In homage to the Valentino haute couture craftspeople, the run of show noted the names of all those who had worked on the respective garments, along with some salient details that emphasize the “uniqueness” that Piccioli was talking about—facts and figures laid down in print that take the breath away. A dress entirely covered in hundreds of shaded pink bows of various sizes required 350 meters of fabric, for instance; a voluminous ball gown composed of ruffles of cherry red point d’esprit—600 meters of tulle in total—took 1,300 hours to complete; and a silvery dress and balaclava were entirely embroidered in more than 32,000 silvery sequins (for the show, beauty maestro Pat McGrath silvered the model’s face to match). Meanwhile, an intarsia opera coat composed of swirling sections of Oz green sequins, ivory wool, and soft pink crepes—eight different types of fabric in all—worn insouciantly over wide pants and a turtleneck top in a smaller-scale version of the pattern took a cool six and a half months to complete.
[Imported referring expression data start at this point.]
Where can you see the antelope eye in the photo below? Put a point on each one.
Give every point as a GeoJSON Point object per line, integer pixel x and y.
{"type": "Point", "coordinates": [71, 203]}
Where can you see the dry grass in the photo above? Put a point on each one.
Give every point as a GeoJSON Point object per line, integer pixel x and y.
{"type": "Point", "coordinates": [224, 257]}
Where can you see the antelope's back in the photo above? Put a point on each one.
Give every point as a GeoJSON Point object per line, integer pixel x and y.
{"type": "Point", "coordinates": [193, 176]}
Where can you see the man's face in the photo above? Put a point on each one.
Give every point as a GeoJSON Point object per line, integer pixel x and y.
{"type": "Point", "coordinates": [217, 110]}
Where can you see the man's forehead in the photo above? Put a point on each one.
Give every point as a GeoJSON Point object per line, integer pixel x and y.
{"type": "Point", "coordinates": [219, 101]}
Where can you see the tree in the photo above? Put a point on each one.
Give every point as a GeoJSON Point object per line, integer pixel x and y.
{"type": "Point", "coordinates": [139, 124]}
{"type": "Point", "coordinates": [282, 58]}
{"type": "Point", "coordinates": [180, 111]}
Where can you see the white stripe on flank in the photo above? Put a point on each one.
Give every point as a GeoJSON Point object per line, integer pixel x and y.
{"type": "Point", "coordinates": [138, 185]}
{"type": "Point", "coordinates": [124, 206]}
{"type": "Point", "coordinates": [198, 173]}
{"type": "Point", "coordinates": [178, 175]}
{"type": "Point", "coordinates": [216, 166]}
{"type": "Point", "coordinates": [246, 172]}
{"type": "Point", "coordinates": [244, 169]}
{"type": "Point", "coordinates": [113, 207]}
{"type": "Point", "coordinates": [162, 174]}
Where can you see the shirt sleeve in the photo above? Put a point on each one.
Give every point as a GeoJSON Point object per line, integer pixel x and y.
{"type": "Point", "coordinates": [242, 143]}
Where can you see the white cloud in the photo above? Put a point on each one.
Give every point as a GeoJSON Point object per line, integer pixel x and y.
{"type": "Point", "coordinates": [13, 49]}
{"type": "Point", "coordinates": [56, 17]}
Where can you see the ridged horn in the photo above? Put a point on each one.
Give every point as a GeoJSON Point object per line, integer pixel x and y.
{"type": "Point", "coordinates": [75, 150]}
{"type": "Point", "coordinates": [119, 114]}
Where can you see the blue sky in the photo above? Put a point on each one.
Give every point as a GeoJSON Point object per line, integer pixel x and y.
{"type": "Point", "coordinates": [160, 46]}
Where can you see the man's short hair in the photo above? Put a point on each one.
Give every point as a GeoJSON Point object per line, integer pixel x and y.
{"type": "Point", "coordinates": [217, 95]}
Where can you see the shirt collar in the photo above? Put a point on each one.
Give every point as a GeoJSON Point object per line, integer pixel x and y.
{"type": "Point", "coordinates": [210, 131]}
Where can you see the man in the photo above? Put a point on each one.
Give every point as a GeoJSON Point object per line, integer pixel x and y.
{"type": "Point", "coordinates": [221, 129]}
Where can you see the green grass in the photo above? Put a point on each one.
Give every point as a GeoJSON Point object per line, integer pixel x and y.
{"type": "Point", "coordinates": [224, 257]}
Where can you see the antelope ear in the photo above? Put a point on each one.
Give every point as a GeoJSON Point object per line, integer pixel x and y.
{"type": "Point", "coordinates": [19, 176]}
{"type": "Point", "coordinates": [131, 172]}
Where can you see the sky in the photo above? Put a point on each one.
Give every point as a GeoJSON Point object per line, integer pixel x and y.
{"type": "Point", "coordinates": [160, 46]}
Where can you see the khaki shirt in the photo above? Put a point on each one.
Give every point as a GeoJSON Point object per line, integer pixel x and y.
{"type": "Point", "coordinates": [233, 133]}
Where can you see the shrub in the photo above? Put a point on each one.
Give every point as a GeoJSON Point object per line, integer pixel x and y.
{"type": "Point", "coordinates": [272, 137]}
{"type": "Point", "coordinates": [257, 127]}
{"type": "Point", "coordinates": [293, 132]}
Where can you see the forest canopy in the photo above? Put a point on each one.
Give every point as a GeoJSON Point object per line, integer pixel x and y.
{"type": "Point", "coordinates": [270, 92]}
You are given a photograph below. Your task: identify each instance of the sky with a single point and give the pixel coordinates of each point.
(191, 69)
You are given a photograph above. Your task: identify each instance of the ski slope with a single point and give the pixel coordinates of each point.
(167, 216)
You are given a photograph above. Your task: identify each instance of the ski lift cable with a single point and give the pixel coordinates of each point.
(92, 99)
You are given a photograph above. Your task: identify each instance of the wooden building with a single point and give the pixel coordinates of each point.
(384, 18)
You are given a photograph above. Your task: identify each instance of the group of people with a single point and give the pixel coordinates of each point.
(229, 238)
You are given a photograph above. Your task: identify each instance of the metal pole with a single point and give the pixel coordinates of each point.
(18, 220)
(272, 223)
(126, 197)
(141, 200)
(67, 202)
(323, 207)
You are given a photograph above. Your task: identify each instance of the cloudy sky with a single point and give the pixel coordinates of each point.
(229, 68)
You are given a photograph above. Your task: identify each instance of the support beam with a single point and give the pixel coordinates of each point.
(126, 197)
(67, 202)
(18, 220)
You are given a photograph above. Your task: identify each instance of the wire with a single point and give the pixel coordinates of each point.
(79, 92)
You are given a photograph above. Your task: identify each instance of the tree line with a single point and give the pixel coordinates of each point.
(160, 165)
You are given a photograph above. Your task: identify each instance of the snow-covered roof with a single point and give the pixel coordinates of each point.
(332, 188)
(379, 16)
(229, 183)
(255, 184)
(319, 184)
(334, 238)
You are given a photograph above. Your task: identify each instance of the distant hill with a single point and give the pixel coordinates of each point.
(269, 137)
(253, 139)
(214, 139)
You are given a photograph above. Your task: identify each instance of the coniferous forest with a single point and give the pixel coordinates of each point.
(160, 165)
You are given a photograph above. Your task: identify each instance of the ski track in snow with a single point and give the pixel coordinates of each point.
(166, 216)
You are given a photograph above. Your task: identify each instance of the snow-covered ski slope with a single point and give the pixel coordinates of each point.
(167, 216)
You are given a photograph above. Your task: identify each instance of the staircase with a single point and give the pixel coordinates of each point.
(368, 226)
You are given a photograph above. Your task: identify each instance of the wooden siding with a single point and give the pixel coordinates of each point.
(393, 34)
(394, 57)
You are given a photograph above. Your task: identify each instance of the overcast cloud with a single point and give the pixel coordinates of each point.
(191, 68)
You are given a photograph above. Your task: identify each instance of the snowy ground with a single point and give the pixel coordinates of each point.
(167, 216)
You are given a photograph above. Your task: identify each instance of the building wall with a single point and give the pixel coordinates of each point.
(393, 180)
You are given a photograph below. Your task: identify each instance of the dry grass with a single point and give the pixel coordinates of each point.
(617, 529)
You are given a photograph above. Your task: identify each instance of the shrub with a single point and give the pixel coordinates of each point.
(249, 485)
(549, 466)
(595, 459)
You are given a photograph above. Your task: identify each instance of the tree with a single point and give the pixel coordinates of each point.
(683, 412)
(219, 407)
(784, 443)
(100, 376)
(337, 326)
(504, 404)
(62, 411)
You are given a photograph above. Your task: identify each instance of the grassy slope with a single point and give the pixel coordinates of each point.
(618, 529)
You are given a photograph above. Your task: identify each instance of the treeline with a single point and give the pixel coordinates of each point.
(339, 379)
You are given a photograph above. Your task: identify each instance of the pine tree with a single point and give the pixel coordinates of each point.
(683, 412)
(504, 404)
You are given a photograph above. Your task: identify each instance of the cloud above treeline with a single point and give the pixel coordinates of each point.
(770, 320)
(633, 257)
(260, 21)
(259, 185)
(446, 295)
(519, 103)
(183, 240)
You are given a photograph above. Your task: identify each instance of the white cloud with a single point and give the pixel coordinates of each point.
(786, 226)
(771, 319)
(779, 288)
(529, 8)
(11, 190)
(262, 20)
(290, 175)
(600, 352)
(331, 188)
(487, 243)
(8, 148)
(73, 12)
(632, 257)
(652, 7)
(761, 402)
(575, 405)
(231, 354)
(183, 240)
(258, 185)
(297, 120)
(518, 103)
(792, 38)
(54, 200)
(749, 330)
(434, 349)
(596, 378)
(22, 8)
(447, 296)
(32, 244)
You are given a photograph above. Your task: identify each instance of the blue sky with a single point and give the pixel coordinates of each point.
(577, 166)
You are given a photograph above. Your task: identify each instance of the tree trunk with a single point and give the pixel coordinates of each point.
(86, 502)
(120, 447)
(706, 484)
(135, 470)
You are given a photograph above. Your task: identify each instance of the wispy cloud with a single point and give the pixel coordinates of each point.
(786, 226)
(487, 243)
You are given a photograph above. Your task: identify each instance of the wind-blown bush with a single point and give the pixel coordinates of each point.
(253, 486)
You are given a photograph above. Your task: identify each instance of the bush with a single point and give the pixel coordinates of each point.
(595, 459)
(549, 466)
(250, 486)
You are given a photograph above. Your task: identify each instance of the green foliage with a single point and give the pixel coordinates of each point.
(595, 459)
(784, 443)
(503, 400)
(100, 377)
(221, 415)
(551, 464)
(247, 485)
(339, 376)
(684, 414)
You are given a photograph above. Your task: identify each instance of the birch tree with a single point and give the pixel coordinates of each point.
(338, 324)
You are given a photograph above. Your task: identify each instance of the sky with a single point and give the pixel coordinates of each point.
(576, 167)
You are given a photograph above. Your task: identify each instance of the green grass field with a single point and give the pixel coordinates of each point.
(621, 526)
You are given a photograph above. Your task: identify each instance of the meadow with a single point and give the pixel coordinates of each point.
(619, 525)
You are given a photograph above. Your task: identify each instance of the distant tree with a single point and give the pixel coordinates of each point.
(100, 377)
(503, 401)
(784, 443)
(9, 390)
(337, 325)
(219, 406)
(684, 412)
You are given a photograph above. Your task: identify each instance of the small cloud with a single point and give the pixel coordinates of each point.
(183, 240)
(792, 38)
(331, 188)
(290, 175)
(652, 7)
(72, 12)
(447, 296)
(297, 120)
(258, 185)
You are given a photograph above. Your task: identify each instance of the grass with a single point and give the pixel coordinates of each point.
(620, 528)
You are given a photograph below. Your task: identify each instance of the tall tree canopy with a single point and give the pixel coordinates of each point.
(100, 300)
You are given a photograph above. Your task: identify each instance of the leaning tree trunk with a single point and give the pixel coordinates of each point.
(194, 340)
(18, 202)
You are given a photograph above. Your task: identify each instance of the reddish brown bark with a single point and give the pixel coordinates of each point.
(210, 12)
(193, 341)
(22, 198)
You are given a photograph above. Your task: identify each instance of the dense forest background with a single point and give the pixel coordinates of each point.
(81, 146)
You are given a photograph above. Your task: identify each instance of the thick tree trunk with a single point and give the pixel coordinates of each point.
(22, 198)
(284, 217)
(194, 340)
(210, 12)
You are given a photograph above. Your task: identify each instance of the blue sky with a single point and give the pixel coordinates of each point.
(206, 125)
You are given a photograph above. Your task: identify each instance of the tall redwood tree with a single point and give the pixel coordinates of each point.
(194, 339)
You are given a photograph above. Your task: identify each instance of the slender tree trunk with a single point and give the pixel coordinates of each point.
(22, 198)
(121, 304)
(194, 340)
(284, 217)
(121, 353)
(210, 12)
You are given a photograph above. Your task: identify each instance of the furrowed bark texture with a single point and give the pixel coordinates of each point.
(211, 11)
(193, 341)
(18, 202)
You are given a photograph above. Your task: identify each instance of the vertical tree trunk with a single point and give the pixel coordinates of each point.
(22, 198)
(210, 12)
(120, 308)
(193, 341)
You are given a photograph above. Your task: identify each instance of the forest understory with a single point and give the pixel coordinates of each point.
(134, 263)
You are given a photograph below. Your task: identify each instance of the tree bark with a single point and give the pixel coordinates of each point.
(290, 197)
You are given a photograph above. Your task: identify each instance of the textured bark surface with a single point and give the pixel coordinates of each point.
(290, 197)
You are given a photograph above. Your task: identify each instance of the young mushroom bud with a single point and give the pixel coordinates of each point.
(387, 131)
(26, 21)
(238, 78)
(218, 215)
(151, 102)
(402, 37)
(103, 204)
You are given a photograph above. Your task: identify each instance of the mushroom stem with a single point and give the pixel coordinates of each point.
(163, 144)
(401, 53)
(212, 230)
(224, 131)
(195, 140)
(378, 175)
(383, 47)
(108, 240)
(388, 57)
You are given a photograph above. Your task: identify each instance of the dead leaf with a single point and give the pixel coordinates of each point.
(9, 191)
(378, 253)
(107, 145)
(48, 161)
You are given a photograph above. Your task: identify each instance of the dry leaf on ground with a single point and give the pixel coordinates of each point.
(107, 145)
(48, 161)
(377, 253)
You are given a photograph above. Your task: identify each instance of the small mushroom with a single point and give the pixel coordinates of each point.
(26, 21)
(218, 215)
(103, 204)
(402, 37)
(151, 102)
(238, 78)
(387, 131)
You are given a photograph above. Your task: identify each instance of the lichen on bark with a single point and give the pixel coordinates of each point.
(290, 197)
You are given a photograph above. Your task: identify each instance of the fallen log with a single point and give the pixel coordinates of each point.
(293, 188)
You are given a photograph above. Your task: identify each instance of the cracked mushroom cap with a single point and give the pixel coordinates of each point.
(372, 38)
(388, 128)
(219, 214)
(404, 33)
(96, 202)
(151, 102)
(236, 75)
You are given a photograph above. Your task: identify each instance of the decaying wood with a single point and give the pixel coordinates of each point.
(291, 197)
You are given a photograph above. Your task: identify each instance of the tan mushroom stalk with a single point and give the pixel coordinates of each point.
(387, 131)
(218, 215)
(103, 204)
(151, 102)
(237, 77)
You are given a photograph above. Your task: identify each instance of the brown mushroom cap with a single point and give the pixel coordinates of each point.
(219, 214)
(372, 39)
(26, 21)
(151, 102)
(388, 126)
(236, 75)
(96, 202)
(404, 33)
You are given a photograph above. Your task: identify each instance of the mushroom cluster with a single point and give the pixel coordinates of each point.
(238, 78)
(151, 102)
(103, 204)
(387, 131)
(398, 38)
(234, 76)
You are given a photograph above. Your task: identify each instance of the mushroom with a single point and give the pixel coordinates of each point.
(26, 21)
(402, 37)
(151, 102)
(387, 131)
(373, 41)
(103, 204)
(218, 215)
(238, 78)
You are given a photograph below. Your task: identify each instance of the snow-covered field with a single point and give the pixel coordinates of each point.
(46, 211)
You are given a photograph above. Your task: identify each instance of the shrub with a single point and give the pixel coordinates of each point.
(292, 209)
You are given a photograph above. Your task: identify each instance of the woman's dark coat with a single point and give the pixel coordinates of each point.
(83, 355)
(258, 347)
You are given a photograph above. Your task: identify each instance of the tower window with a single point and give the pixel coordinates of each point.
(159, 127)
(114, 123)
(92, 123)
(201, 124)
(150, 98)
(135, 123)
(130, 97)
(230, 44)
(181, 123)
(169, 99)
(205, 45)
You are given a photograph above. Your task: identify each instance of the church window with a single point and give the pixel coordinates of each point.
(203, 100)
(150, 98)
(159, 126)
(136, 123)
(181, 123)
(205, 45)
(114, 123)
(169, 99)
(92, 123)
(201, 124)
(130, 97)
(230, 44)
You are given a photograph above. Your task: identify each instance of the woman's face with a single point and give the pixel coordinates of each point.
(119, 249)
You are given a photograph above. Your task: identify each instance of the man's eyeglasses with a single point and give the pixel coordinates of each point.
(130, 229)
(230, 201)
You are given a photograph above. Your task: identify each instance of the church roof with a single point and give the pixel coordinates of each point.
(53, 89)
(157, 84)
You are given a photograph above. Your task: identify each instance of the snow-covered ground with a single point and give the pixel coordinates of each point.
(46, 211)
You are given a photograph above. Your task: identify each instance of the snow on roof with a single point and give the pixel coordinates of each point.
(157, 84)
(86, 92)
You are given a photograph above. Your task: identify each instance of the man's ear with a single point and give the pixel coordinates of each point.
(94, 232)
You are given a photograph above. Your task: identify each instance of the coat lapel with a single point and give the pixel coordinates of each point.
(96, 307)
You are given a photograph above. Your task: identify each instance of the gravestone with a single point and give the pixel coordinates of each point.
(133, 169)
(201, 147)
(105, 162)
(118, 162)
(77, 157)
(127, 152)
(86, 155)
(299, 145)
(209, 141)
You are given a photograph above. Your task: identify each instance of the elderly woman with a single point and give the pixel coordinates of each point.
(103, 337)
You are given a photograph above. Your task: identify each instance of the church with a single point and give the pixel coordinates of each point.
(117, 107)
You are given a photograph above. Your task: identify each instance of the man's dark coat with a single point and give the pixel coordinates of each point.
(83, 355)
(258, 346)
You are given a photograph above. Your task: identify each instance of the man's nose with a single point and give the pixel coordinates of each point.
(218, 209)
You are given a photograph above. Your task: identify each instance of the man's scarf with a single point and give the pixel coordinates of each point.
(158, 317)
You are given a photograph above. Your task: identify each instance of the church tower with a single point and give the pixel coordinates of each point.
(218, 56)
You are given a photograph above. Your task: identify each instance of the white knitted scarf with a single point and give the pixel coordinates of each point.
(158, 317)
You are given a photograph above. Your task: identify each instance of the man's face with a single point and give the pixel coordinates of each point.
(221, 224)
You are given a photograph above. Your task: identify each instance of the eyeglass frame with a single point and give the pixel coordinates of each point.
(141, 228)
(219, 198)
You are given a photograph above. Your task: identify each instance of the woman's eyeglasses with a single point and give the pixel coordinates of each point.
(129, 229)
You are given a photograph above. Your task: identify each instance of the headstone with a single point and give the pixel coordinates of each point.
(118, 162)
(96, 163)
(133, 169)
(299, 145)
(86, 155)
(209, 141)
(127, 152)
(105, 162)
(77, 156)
Small wonder that Piccioli dubbed the collection “Valentino Daydream.” The clothes looked magnificent enough in the final moments of assembly on the workroom tables, but the following evening, in the atmospheric, high-ceiling rooms of the Aman hotel in the bucolic grounds of the Summer Palace, and before an audience of local clients in statement gowns from the designer’s last collection, their commanding volumes, idiosyncratic colors, and superb detailing made for a presentation as stirring as the operatic arias—“Je veux vivre” from Gounod’s Roméo et Juliette, and “Vissi d’arte” from Puccini’s Tosca—that opened and closed the show. “I have lived for art,” sang Tosca, an appropriate cri de coeur as the bride stepped out in a dress and hood entirely covered in trembling tendrils of flowers glittering with beads and sequins: a Midsummer Night’s Dream made real.